The question seems related to one that I have had-- if I prepare a particle in a spin state "up", then I send it through a Stern-Gerlach instrument at 90 degrees to that spin, I have a 50% chance of deflecting the particle left or right, associated with a state of left or right spin instead of "up." Let's say it deflects so as to have "left" spin. Does that not imply that the apparatus itself has picked up the angular momentum change?
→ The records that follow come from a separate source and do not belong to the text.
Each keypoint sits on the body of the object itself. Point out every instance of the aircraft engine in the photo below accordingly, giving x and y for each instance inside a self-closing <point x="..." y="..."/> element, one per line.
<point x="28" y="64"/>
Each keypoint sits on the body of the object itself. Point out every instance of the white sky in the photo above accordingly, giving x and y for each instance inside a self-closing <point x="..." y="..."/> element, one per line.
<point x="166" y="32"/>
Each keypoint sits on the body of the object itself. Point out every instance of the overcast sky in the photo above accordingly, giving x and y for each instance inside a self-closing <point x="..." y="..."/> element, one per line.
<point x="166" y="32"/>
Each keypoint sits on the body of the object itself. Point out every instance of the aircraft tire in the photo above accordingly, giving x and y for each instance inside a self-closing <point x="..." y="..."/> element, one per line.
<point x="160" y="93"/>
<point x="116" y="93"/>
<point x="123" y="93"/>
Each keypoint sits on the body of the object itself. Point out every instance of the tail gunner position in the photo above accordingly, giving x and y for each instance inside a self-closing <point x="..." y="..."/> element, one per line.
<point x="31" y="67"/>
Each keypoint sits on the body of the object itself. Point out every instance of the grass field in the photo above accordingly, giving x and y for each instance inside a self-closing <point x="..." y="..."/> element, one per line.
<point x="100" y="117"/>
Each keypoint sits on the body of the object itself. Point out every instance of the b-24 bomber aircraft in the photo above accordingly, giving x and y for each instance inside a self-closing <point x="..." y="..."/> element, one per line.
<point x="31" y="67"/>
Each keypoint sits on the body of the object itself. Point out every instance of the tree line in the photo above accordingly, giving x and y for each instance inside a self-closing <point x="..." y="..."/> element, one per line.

Or is it so impossible to measure the angular momentum change in the apparatus that we need an interpretation to tell us what the discrepancy is in the first place? (Like, in the Bohm approach, could we have started with a particle in a superposition of left and right spin that is actually one or the other but we had no way to determine that from the details of its preparation, so if which way it goes is predetermined, then there might not have been any angular momentum discrepancy in the first place?)

8. Jun 14, 2012

### TrickyDicky

He was actually addressing the non standard Bohmian QM when referring to that Q(x).

9. Jun 14, 2012

### Demystifier

Thanks, but it was invented by David Bohm, who was much more clever and famous than me.

Remarkably, it appears in one of the most famous and most standard textbooks of physics - Feynman lectures on physics. See Eq. (21.38) in vol. 3 of that textbook.

10. Jun 14, 2012

### Demystifier

That's good because, according to Bohr, those who are not mystified by quantum mechanics do not yet understand it.